Ik verwonder mij dan ook over de epidemie van hippe barbiers, die
altijd klandizie lijken te hebben. Wie gaan daar allemaal heen? Bij
scheersalon.nl kom ik een verklaring tegen: Steeds meer mannen gebruiken
deze gratis 'tool' om hun persoonlijkheid te benadrukken.

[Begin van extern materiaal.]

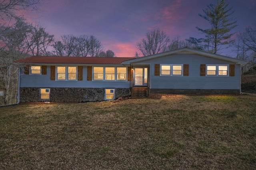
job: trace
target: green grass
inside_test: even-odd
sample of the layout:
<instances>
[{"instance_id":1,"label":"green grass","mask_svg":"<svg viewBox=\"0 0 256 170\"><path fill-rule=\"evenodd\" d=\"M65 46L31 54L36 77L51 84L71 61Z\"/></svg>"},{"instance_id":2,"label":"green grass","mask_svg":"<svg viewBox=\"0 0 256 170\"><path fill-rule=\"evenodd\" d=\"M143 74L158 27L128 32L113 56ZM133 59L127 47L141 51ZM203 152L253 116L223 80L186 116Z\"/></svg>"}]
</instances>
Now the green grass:
<instances>
[{"instance_id":1,"label":"green grass","mask_svg":"<svg viewBox=\"0 0 256 170\"><path fill-rule=\"evenodd\" d=\"M0 169L255 169L256 96L0 108Z\"/></svg>"}]
</instances>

'Gratis tool' = snor! Die mannen hebben, als ik het goed begrijp,
hun persoonlijkheid al precies in kaart gebracht en hangen er dan
nog een snor aan – zoals een interieurcoach een fletse kamer ophaalt
met een assertieve hanglamp, een grillige sculptuur en zes boeken
met een scharlakenrood omslag.
Wie twijfelt over de juiste begroeiing en besnoeiing kan zich online
beplakken met de Chevron-snor, de cowboysnor, de handlebar, de potloodsnor,
de walrussnor, Fu Manchu, Dali, de sjofele snor ("om af te tasten
of een snor jouw uitstraling en persoonlijkheid versterkt") en de
ultra-vette, onderscheidende hoefijzersnor ("deze snor past niet iedereen;
het vraagt veel zelfvertrouwen en geduld om deze stijl te creëren").
En dan is er niet te vergeten de aloude zeiksnor – iemand zoals ik,
die zich afvraagt hoe dat nou zit met je persoonlijkheid als die tegen
het beige behang wegvalt indien je hem niet constant accentueert,
oppompt, belicht, benadrukt, oppept, versterkt – een persoonlijkheid
als een jengelend kind dat steeds aandacht vereist.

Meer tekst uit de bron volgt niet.